Respeitando o luto, Algayer se colocou à disposição para auxiliar Pupak. Mas se limitou a ajudar a cavar a cova. O resto foi feito pelos índios, que embrulharam o corpo leve nas folhas e fizeram rezas. Todos choraram muito. O enterro foi rápido, com um fogo permanecendo aceso sobre a sepultura. Pupak despediu-se de todos e se isolou em outra aldeia. Mas, antes de partir, gesticulou para Alemão como se dissesse "novamente meu mundo acabou, não há mais ninguém". Quando voltou, dias depois, trouxe consigo os pertences de Ururu, fez uma fogueira dentro da maloca e deixou o fogo apagar as últimas lembranças materiais da mãe que o escolheu. "Mesmo se tivesse conseguido levá-la para o hospital, sabia que não resolveria. O médico ligaria soro, um monte de coisas, e isso era tudo o que ela não queria", pondera Alemão. "Sabendo o que se passou na vida desse povo, a gente fica sem poder agir. É muito sofrido. Desde o início eu os acompanho. Mas ficar fazendo cova é muito triste." O Brasil praticamente ignorou o acontecido. Na Inglaterra e na França, alguns jornais, seguindo informações da ONG Survival International, informaram que um dos últimos índios akuntsus havia morrido. Para que a notícia ganhasse mais relevância e fosse compreendida por um público distante da realidade indígena brasileira, o drama foi traduzido de forma contábil: "Declínio de uma tribo: restam cinco", titulou o inglês The Independent.

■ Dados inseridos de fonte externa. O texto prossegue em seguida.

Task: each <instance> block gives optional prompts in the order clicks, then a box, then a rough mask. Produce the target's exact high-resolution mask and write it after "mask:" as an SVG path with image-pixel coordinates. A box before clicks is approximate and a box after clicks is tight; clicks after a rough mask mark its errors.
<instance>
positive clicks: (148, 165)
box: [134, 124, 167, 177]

A certidão de óbito diz: parada cardíaca e respiratória. Mas a verdade é que Ururu morreu de tristeza. "Tristeza índia", como escreveu um dia Darcy Ribeiro, contando o fim de Kosó, um índio kaapor, que entrou em depressão pela morte de seu fi lho, ouviu, então, seu pai falecido chamá-lo em um sonho e foi encontrar-se com ele. "Deitou-se na rede e, em vez de dormir, se fez morrer. Este é um talento índio extraordinário, registrado mais de uma vez", descreveu o antropólogo brasileiro. Como Kosó, Ururu, sobrevivente do genocídio do seu povo, trancou-se em si mesma. Até a alma abandonar o frágil corpo. Já que roubaram a vida e a cultura do seu povo, ao menos a morte ela decidira guardar para si.